One moment for our next question. Our next question comes from Catherine Miller from KBW. Your line is open.
Thanks. Good morning. I just wanted to have a follow up just on the gross outlook. And I guess two questions. One is how do you know a lot of the I mean, the pipeline is built, which is so great to see. So maybe the question is how much risk do you see in that pipeline? Maybe not following through just given kind of the volatility that we're seeing in the market versus how much of that you feel like is money good and is, you know, loan commitments that will be following through for the next couple quarters. And then within that, my second question is just you talked about how a lot of your investments are in the CNI space. I'm curious how much of that pipeline is in theory versus CNI. Thanks.

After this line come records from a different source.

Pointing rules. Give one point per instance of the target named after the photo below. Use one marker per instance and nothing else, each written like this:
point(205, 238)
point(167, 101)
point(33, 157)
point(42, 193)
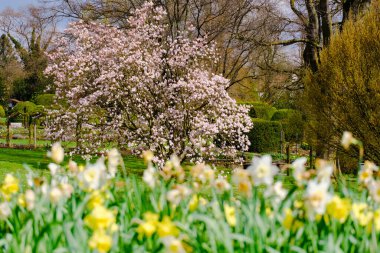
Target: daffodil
point(30, 199)
point(57, 154)
point(100, 241)
point(376, 219)
point(299, 170)
point(317, 197)
point(374, 189)
point(177, 194)
point(149, 226)
point(230, 214)
point(362, 213)
point(96, 199)
point(324, 170)
point(290, 222)
point(114, 160)
point(173, 245)
point(348, 139)
point(193, 204)
point(277, 192)
point(242, 180)
point(149, 176)
point(100, 218)
point(339, 208)
point(221, 185)
point(5, 210)
point(262, 170)
point(55, 195)
point(94, 176)
point(167, 228)
point(10, 186)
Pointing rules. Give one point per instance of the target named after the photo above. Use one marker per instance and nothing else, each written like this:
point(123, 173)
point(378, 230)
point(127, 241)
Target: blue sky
point(15, 3)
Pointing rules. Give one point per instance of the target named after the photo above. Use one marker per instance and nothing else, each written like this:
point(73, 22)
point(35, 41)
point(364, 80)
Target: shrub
point(261, 110)
point(46, 100)
point(344, 93)
point(292, 124)
point(265, 136)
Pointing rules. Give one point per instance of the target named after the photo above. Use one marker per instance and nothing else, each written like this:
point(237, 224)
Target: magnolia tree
point(140, 88)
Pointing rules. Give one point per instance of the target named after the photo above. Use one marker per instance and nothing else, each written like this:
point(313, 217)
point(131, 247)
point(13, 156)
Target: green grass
point(15, 161)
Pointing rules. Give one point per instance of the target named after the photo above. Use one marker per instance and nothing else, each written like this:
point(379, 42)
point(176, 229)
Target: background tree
point(144, 89)
point(239, 29)
point(344, 93)
point(30, 32)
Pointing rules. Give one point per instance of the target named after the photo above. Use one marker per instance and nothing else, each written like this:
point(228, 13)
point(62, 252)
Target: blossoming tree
point(140, 88)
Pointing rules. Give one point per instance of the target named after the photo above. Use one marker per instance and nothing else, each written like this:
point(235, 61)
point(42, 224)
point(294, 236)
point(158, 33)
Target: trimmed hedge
point(46, 100)
point(2, 112)
point(292, 124)
point(261, 110)
point(265, 136)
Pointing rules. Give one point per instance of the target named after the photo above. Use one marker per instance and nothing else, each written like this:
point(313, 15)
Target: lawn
point(15, 161)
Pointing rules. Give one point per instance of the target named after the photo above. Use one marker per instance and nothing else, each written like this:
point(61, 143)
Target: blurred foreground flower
point(57, 154)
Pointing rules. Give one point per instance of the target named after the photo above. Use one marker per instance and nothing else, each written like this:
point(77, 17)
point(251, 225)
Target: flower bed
point(99, 207)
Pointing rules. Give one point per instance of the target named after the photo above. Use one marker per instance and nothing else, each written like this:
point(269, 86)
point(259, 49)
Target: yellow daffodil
point(173, 245)
point(21, 200)
point(193, 204)
point(376, 218)
point(146, 229)
point(57, 154)
point(96, 199)
point(167, 228)
point(100, 241)
point(100, 218)
point(339, 208)
point(149, 226)
point(362, 214)
point(10, 186)
point(289, 222)
point(230, 214)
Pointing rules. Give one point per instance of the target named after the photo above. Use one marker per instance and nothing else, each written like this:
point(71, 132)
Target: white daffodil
point(55, 195)
point(324, 170)
point(366, 172)
point(57, 153)
point(277, 192)
point(178, 193)
point(114, 160)
point(53, 168)
point(348, 140)
point(374, 189)
point(94, 175)
point(262, 170)
point(149, 176)
point(317, 196)
point(299, 170)
point(221, 185)
point(173, 245)
point(30, 199)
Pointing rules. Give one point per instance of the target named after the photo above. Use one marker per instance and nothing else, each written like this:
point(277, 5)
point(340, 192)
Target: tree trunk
point(310, 54)
point(326, 23)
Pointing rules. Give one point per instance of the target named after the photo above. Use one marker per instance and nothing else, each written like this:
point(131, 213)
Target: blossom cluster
point(144, 90)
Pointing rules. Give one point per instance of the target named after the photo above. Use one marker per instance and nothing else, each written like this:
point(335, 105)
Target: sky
point(15, 3)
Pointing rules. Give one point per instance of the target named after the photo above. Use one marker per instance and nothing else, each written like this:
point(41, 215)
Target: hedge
point(292, 124)
point(265, 136)
point(46, 100)
point(261, 110)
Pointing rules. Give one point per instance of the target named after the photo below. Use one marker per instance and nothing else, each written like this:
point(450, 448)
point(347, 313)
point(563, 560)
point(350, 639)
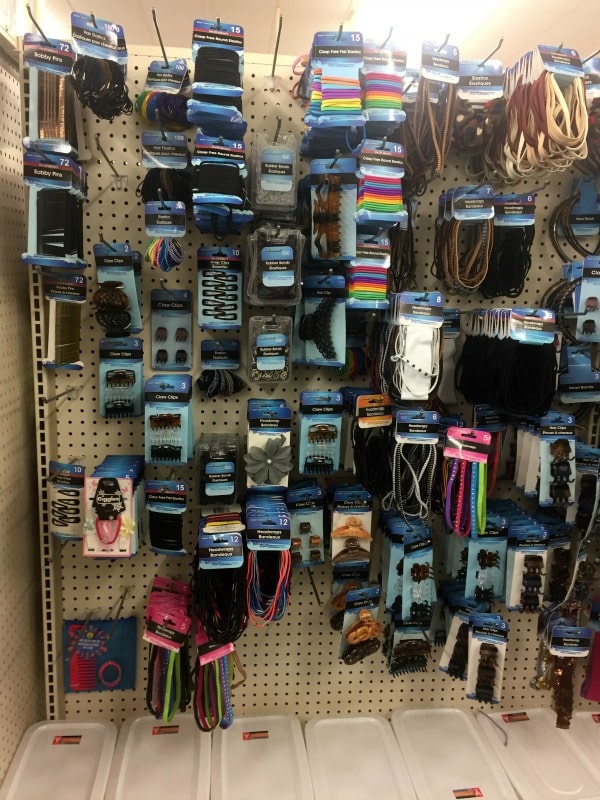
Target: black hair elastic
point(372, 458)
point(211, 178)
point(220, 100)
point(173, 184)
point(316, 327)
point(509, 262)
point(100, 85)
point(219, 599)
point(59, 224)
point(166, 530)
point(457, 666)
point(219, 383)
point(217, 65)
point(517, 377)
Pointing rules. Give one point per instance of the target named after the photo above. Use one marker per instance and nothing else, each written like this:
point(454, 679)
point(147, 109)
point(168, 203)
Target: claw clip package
point(557, 460)
point(333, 204)
point(171, 329)
point(269, 457)
point(114, 262)
point(320, 322)
point(121, 372)
point(168, 416)
point(113, 508)
point(320, 432)
point(487, 652)
point(306, 504)
point(351, 528)
point(360, 632)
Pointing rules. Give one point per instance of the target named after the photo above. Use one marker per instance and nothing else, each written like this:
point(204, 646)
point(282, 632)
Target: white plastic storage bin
point(157, 761)
point(260, 758)
point(542, 762)
point(61, 761)
point(352, 758)
point(585, 733)
point(446, 757)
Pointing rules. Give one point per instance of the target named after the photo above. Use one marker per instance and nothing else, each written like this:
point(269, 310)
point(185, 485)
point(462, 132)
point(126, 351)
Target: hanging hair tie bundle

Yeah, just talking about the risk in that pipeline, you know, obviously the answer for me is going to be, oh, it's great. We just approved it. But I guess if you, you know, pull back the sheets a little bit, the underwriting on that business is actually better than it's ever been. You've got huge amounts of equity, whether it's 40 to 50 percent in a couple of cases. You still got good rates. And at the end of the day, it's who the sponsor is. Our team has done a great job at dealing with the cream of the crop. And so when folks were still out of the space and we got in maybe a quarter or two before the rest of them, you know, you could dictate the terms. Now, the terms you can see, they're starting to break down a little bit. When I say break down, I'm not talking about materially, you know, instead of getting 45 percent, you may get 40 percent. And so we feel really, really strongly about the type of stuff we're put on. We're not going to put stuff on that we think we're going to have to deal with later. In terms of the percentages of that pipeline, I would say it's two-thirds CNI, third degree. I don't have it in front of me, but it's somewhere in that and close to that. And, you know, you and I haven't talked about this, but my confidence is much greater in the Cree side because of all the in-migration and all the things that are going on. On the CNI side, I mean, we've seen it in revolver utilization. It's come down some. So I think, you know, I would say the risk of not getting the pull-through is higher CNI than it is Cree
right now. Yeah. But I
don't know if you agree. Yeah, I agree.
Yeah, that makes sense. Okay, great. Helpful follow-up. Thank you.
Thanks, Catherine.
Thank you. One moment for our next question. Our next question will come from the line of Gary Tanner from DA Davidson. Your line is open.
Hey, thanks. Good morning, guys. I want to ask a couple of questions. First, in terms of the securities portfolio, I think you have highlighted $175 million in cash flows expected the next 12 months. Are you currently reinvesting or are you kind of using that as a source of cash to further reduce wholesale funding?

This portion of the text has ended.